Temat: Mało znane fakty historyczne
Dawid C.:
Takich nie miał nikt.
Karabinów czy czołgów? ;-)
Dawid C.:
Sądzę że na Mathildach ich nie testowano, więc na pytanie można spróbować odpowiedzieć na zasadzie analogii.
Wcześniejsze moje pytanie było nieco retoryczne. Wymieniłem wozy, które we wrześniu '39 były w linii (poza jednym będącym w prototypie). Wszystkie wspomniane, znajdowały się całkowicie poza możliwościami karabinu wz.35, posiadając od czoła 40mm lub więcej pancerza (pod różnymi kątami).
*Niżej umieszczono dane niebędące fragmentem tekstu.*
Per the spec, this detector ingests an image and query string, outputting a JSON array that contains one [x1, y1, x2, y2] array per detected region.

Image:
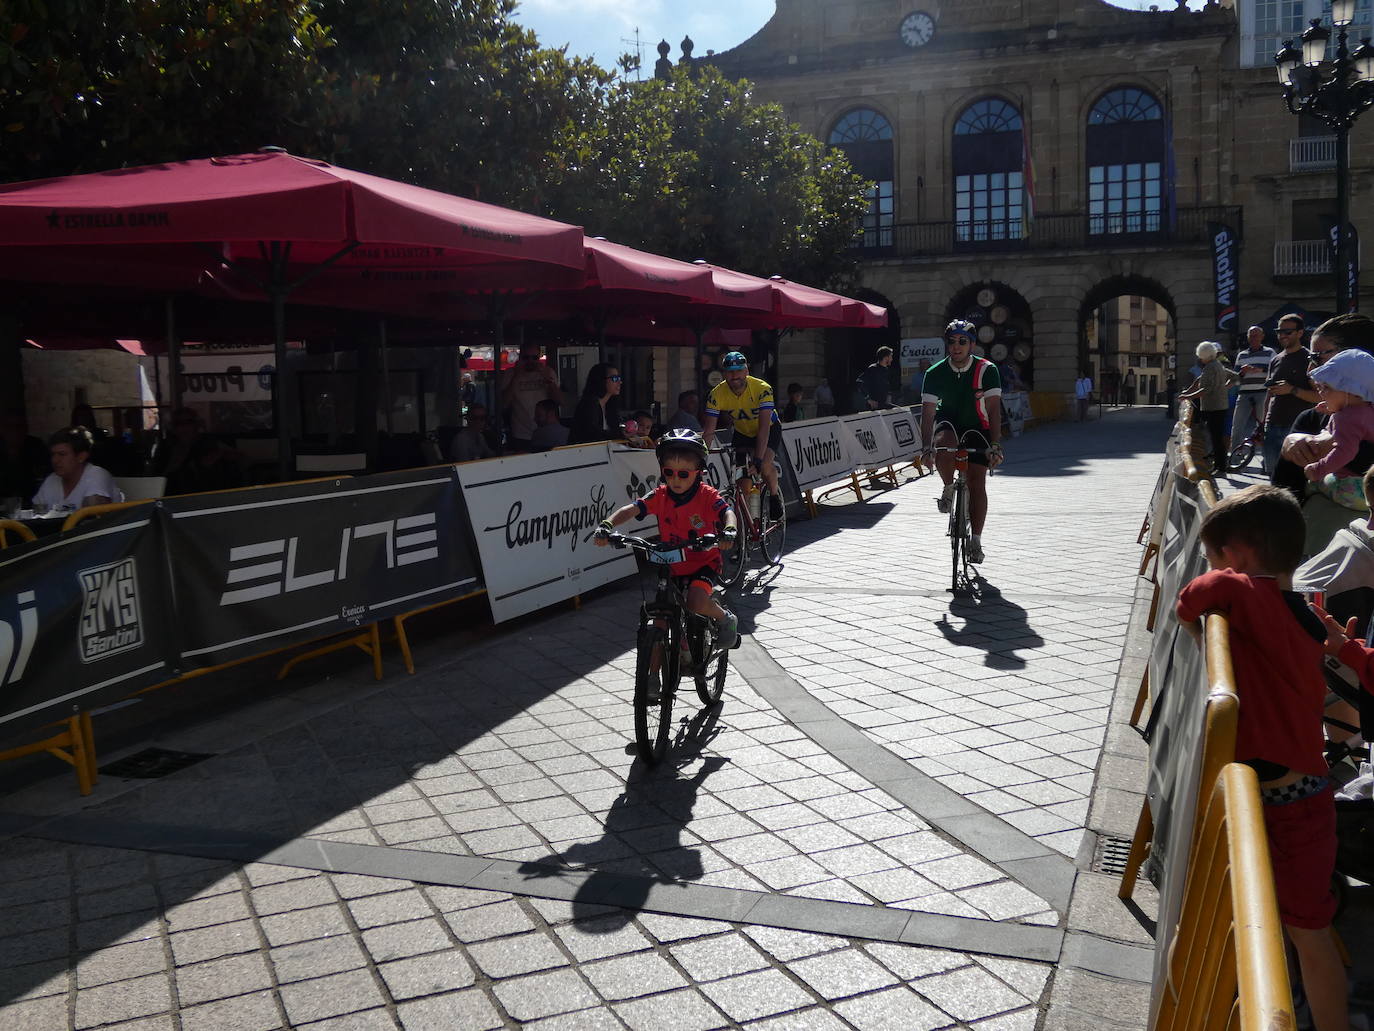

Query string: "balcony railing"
[[1273, 238, 1360, 276], [1289, 135, 1340, 172], [854, 206, 1242, 259]]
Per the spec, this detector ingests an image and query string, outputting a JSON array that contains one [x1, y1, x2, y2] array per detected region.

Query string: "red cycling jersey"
[[635, 481, 729, 577]]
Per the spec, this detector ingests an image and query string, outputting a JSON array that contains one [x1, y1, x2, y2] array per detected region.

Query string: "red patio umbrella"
[[0, 149, 587, 473]]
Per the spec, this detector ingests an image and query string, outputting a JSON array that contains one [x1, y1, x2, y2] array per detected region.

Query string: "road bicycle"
[[595, 530, 732, 765], [928, 427, 991, 595], [717, 451, 786, 588], [1227, 414, 1265, 472]]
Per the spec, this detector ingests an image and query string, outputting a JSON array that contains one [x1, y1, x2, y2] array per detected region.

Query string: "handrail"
[[0, 519, 37, 548]]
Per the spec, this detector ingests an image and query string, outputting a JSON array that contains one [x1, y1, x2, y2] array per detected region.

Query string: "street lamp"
[[1277, 14, 1374, 313]]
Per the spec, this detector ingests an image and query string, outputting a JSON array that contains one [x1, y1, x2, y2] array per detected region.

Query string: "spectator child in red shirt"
[[1175, 484, 1352, 1031], [595, 429, 739, 655]]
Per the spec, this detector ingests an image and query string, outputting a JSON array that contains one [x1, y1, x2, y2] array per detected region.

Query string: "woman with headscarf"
[[1178, 341, 1238, 476]]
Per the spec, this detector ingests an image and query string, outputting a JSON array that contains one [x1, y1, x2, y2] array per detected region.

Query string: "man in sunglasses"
[[1275, 314, 1374, 520], [1263, 313, 1317, 479]]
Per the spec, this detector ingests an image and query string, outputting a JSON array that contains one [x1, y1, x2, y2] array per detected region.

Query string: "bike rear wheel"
[[719, 494, 749, 588], [693, 619, 728, 705], [1228, 439, 1255, 471], [633, 623, 677, 764], [758, 485, 786, 566]]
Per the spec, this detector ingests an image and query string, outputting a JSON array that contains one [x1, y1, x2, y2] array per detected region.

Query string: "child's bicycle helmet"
[[655, 428, 709, 466]]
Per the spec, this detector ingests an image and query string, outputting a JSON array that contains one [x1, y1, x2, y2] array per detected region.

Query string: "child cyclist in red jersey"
[[594, 430, 739, 661]]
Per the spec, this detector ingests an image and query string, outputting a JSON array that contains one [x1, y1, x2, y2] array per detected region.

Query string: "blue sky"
[[512, 1, 1208, 70]]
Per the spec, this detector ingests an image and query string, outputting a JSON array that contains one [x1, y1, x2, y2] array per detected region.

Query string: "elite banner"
[[0, 505, 174, 742], [783, 417, 857, 493], [162, 467, 480, 668], [840, 411, 896, 469], [458, 445, 634, 623], [1207, 221, 1240, 334]]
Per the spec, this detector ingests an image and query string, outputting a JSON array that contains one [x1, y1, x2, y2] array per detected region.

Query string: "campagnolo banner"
[[840, 412, 896, 469], [162, 466, 480, 667], [783, 417, 856, 493], [458, 444, 635, 623], [0, 504, 173, 742], [882, 408, 922, 462]]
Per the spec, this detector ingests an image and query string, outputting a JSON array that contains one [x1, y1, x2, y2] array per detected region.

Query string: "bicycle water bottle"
[[746, 481, 761, 520]]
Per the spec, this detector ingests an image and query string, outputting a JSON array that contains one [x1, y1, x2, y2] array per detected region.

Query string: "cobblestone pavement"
[[0, 409, 1170, 1029]]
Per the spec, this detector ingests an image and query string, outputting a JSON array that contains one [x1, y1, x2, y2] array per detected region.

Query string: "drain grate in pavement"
[[100, 748, 215, 779], [1093, 834, 1134, 876]]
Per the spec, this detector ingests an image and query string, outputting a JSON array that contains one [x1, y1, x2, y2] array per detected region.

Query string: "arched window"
[[952, 98, 1026, 245], [1086, 87, 1168, 237], [830, 109, 894, 249]]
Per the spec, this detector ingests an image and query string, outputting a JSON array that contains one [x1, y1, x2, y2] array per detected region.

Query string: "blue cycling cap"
[[721, 351, 749, 371]]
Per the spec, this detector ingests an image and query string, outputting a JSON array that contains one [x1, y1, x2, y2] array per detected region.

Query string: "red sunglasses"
[[661, 467, 698, 480]]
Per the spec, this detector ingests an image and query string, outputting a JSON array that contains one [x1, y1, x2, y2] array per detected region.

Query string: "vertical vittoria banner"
[[1331, 223, 1360, 313], [1208, 221, 1240, 335]]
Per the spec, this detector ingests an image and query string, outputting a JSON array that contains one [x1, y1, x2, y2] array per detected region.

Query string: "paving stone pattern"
[[0, 410, 1168, 1028]]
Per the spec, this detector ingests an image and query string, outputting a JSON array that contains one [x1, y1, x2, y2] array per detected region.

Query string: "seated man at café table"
[[33, 427, 125, 510], [529, 399, 570, 452], [449, 404, 494, 463]]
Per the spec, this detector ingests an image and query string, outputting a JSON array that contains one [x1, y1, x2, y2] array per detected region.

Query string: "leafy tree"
[[543, 65, 869, 288]]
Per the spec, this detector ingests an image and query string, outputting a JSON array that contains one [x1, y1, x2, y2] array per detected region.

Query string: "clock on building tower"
[[900, 11, 936, 48]]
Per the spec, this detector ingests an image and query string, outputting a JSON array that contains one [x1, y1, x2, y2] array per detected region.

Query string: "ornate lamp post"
[[1276, 0, 1374, 312]]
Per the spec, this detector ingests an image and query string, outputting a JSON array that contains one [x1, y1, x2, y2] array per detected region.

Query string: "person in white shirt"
[[449, 405, 495, 463], [33, 427, 124, 510], [499, 344, 561, 451]]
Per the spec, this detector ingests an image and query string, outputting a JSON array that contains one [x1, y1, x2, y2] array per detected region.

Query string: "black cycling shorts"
[[732, 423, 781, 461]]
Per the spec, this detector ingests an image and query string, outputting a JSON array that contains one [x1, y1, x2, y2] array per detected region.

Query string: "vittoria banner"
[[0, 505, 172, 741], [458, 445, 634, 623], [1208, 221, 1240, 334], [161, 467, 480, 667], [783, 417, 858, 493]]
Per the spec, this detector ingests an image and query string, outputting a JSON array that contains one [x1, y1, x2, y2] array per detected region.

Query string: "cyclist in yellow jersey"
[[702, 352, 785, 519]]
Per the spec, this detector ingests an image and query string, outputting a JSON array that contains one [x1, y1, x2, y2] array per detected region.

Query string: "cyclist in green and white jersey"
[[920, 320, 1005, 564]]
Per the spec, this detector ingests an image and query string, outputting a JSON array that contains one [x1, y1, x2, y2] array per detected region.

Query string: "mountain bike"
[[595, 530, 731, 765], [929, 428, 991, 595], [717, 451, 786, 588]]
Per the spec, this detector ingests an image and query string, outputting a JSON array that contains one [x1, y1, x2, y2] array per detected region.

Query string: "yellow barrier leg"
[[804, 490, 817, 519], [1139, 541, 1159, 577], [79, 711, 98, 792], [1137, 513, 1150, 544], [367, 623, 383, 681], [1146, 581, 1162, 632], [68, 715, 94, 796], [850, 472, 865, 503], [393, 615, 417, 675], [1129, 668, 1150, 729], [1118, 798, 1154, 899]]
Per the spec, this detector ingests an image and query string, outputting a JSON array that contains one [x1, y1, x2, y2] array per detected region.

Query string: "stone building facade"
[[708, 0, 1374, 411]]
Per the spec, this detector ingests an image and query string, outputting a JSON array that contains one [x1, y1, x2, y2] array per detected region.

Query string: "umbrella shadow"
[[516, 703, 729, 930], [937, 581, 1043, 670]]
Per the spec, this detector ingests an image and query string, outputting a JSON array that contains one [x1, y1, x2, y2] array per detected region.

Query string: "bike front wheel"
[[1228, 439, 1255, 471], [634, 623, 678, 764], [693, 619, 728, 705], [949, 481, 967, 592], [758, 485, 786, 566]]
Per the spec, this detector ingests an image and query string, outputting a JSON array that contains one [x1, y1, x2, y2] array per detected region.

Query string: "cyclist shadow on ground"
[[937, 582, 1043, 671], [729, 563, 784, 635], [515, 704, 729, 930]]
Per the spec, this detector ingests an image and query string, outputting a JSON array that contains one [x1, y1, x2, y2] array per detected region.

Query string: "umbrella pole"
[[165, 297, 182, 417], [379, 318, 393, 436], [694, 326, 705, 401], [272, 287, 290, 480]]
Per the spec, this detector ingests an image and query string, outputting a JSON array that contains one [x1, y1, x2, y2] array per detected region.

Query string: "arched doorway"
[[1079, 275, 1177, 405], [942, 281, 1034, 390], [823, 289, 899, 414]]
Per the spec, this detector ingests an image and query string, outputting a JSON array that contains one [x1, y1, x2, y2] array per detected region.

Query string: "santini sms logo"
[[79, 559, 143, 662]]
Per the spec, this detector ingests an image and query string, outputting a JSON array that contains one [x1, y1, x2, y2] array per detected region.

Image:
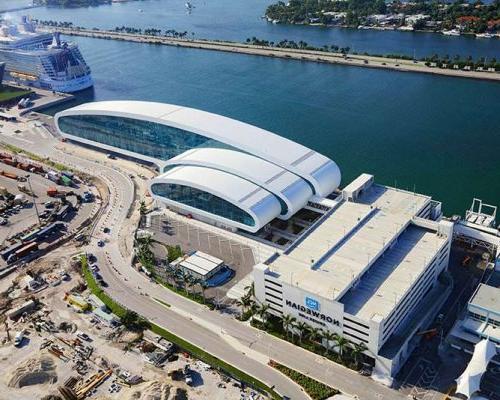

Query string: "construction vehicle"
[[47, 187, 70, 198]]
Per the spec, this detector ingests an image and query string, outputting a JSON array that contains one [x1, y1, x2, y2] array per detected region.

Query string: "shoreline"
[[41, 27, 500, 83]]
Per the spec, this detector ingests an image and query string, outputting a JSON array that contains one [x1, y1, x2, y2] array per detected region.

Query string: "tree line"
[[238, 283, 369, 371], [246, 36, 500, 70], [265, 0, 500, 33]]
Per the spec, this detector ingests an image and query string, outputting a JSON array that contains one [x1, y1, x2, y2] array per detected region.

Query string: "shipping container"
[[47, 187, 58, 197], [61, 170, 74, 180], [0, 242, 25, 261], [60, 175, 72, 187], [1, 171, 18, 180], [14, 242, 38, 258]]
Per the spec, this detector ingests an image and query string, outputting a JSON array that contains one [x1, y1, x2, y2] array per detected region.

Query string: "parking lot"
[[147, 213, 257, 304], [0, 156, 95, 269]]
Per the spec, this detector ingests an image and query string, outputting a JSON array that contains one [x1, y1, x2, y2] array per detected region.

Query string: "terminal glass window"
[[58, 115, 237, 161], [151, 183, 255, 227]]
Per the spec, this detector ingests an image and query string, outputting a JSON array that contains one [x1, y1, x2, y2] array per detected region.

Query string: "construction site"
[[0, 139, 263, 400], [0, 251, 251, 400]]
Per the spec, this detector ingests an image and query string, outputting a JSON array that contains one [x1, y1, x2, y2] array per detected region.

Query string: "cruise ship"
[[0, 17, 93, 93]]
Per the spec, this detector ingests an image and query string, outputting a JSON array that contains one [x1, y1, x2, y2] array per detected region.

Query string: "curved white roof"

Cześć z nich była bezpieczna nawet w przypadku ostrzału burt.
Dawid C.:
Ale na pewno "Urugwaje" przebijały pancerz wszystkich ówcześnie używanych niemieckich czołgów - z PzKpfw. IV włącznie.
Podziwiam Pana pewność, sam takowej nie podzielam. Mam przekonanie graniczące z pewnością, że wyniki podawane jako osiągi karabinu wz.35 podawane są dla płyty jednorodnej RHA, podczas gdy Niemcy mieli przykry zwyczaj stosowania płyt walcowanych utwardzanych powierzchniowo (FHA), standardowo dających ekwiwalent wytrzymałościowy wyższy o 10-15%.
Poza tym - nie czarujmy się. Wszystkie liczące się w II WŚ strony opierały swoją obronę przeciwpancerną na artylerii przeciwpancernej plus ewentualnie wspierały ją niszczycielami czołgów/własnymi czołgami. Punkt, w którym własna broniąca się piechota widzi nadjeżdżające czołgi wroga na 100-150m jest sygnałem, że własna artyleria przeciwpancerna jest nieobecna lub wyeliminowana (a do tej odległości nic nie było w stanie ich powstrzymać). Wtedy właśnie pozostaje wykorzystać broń "ostatniej szansy", czyli przykładowo rusznice przeciwpancerne. To nie jest podstawowy środek do zwalczania nieprzyjacielskiej broni pancernej w obronie.